The patient underwent corticosteroid therapy (prednisolone 1 mg/kg: 60 mg/body weight), and his anemia immediately improved. Four weeks later, the patient was treated with ADOC chemotherapy (doxorubicin 40 mg/m2 on day 1, cisplatin 50 mg/m2 on day 2, vincristine 0.6 mg/m2 on day 3, cyclophosphamide 700 mg/m2 on day 4, every 3 weeks) (fig. 3). After 5 cycles of chemotherapy, the patient achieved good partial remission and underwent surgical resection. We found no viable tumor cells in the tumor specimen; thus, the patient did not undergo postthymectomy radiotherapy. The patient has remained asymptomatic to date.

Fig. 3

Clinical course.

Many autoimmune phenomena have been shown to be related to thymomas; this indicates an immunopathological association between thymomas and autoimmune diseases. The most common and best-studied autoimmune association is myasthenia gravis [1].

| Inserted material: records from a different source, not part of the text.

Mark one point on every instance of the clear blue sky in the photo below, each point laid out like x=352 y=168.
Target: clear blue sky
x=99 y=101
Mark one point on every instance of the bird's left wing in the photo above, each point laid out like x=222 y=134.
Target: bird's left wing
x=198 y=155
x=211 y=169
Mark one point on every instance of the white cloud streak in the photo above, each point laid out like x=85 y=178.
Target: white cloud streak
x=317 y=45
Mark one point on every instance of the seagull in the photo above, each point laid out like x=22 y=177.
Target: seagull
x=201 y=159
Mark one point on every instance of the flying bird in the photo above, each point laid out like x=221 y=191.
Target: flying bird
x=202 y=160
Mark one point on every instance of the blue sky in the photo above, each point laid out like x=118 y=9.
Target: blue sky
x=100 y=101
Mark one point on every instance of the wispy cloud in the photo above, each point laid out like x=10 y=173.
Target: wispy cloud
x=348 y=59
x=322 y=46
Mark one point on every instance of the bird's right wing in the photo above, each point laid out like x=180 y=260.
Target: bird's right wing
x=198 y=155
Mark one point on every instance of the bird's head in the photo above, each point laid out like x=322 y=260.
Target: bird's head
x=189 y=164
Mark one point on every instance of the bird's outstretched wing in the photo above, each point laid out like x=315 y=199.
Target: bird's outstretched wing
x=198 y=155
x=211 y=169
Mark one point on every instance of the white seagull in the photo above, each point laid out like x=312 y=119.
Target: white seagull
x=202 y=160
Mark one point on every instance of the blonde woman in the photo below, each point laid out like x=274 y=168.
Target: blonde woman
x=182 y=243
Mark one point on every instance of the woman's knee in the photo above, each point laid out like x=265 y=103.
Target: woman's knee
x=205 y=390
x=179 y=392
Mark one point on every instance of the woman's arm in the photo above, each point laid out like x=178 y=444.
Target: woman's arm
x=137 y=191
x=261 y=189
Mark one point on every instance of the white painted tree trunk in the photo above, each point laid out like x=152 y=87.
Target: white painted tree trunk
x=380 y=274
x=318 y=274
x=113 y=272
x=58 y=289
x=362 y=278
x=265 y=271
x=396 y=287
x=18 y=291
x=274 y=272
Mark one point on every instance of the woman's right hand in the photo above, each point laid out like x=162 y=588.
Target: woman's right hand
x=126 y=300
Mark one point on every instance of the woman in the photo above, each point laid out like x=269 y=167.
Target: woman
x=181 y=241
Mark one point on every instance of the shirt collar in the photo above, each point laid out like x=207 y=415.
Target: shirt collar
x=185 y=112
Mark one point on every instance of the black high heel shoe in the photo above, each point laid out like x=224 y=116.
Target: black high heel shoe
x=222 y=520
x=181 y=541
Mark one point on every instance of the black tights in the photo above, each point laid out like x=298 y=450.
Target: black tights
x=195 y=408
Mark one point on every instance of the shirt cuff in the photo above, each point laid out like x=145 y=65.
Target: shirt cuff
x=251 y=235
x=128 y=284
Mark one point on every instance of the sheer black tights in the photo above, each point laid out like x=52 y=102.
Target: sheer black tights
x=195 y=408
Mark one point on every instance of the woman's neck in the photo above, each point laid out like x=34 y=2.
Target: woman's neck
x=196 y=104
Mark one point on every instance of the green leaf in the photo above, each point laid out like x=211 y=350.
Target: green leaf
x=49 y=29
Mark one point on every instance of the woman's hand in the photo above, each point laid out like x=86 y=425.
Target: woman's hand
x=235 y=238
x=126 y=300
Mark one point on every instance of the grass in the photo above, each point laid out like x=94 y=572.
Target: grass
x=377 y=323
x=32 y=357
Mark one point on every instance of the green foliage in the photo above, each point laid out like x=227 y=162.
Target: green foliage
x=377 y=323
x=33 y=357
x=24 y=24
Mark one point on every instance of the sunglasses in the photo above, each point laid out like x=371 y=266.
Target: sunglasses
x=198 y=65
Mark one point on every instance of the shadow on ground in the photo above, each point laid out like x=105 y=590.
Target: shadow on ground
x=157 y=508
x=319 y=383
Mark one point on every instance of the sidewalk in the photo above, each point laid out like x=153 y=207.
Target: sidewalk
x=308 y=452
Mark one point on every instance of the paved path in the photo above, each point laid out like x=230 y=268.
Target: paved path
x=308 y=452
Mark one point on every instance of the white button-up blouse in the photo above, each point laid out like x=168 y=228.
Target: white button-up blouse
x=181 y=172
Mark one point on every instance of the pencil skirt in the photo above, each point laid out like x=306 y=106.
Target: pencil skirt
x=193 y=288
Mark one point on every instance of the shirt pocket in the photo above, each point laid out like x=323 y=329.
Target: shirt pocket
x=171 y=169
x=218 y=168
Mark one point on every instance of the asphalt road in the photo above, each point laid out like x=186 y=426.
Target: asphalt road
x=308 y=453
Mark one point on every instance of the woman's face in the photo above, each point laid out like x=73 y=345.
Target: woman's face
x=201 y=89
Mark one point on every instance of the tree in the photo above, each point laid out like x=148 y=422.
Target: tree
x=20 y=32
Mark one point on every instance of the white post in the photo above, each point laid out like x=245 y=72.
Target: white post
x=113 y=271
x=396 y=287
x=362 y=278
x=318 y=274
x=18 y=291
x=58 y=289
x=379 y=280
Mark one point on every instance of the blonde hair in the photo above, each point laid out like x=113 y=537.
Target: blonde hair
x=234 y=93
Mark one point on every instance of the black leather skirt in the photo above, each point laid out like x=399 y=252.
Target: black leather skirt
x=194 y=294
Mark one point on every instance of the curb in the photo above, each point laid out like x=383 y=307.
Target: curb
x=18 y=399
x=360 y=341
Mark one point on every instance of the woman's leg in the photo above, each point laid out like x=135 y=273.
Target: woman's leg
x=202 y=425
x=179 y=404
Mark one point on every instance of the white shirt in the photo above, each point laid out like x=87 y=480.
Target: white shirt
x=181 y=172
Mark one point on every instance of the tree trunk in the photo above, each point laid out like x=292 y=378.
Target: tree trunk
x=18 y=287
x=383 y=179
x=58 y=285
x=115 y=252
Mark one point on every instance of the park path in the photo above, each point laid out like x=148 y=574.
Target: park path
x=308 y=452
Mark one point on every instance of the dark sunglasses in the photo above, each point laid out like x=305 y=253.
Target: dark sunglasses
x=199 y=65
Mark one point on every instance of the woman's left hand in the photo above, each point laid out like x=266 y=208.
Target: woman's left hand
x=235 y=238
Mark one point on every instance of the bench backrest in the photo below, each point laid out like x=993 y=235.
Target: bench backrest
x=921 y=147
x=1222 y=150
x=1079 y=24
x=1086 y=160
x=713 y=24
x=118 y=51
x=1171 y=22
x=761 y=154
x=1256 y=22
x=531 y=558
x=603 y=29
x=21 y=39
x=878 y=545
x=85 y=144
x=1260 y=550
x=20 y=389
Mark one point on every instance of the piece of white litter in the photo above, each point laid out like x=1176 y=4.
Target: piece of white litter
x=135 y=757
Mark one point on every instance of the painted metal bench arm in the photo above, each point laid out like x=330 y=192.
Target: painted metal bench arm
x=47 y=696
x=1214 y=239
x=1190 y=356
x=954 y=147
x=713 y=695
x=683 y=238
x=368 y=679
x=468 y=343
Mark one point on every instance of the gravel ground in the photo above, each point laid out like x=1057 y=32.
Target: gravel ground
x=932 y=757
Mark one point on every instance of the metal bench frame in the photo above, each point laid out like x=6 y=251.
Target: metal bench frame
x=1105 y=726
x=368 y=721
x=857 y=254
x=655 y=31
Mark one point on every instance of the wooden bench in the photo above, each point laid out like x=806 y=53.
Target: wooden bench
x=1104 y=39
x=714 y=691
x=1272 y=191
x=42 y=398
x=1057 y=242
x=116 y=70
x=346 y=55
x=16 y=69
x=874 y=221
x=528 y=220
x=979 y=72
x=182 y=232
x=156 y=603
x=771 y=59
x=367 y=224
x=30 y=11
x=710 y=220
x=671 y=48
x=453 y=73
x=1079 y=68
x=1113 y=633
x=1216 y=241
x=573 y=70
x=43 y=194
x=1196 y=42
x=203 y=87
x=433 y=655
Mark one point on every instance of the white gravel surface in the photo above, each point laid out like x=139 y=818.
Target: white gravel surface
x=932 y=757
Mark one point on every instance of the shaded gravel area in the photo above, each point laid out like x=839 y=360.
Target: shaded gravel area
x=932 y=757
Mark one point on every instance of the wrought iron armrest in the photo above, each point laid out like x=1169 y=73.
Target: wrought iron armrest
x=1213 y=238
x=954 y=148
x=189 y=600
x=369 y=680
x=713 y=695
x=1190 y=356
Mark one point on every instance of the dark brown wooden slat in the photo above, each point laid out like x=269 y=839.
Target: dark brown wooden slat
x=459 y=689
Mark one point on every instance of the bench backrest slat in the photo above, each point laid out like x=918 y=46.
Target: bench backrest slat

As the site of T-cell maturation, the thymus plays a central role in adaptive immunity and can produce autoreactive T-cell clones that are responsible for autoimmune diseases [2]. Thymic epithelial cells are an essential component of the thymic stromal microenvironment, and dysfunction of the thymic stromal microenvironment can cause autoimmune diseases [3].

In anemic patients with thymomas, the association of PRCA with thymoma, as well as thymoma-associated PRCA, is known to account for a significant proportion of secondary cases [4]. The coexistence of a thymoma and AIHA is very rare. A literature review revealed 17 cases of thymomas with AIHA. The most common type of thymoma with AIHA is thymic cancer (WHO type C), and the second most common type is the spindle cell type (WHO type A). Most patients (82%) are treated with corticosteroids for AIHA, and 78% of patients achieved clinical anemia remission with corticosteroids [5].

Classical cisplatin-based chemotherapy has been used in the treatment of locally advanced or metastatic thymomas. Particularly, the ADOC regimen has repeatedly been found to be highly effective against advanced disease, with overall response rates ranging from 81.2 to 100% [6,7]. The usefulness of neoadjuvant chemotherapy for unresectable thymomas has been unclear; only a few studies have reported that neoadjuvant chemotherapy followed by surgery can improve both the curability and the resection rate [8]. As a preoperative approach, neoadjuvant chemotherapy can be effective for patients who are not amenable to surgery or for those whose tumors are surgically resectable but are associated with morbidity.

Corticosteroid therapy was preferred over chemotherapy or surgical resection in the present case. Comprehensive strategies to treat thymomas with AIHA have not been formulated, but anemia remission is necessary for chemotherapy and surgical resection of thymomas; thus, early corticosteroid therapy is reasonable.

The authors have no conflicts of interest to disclose.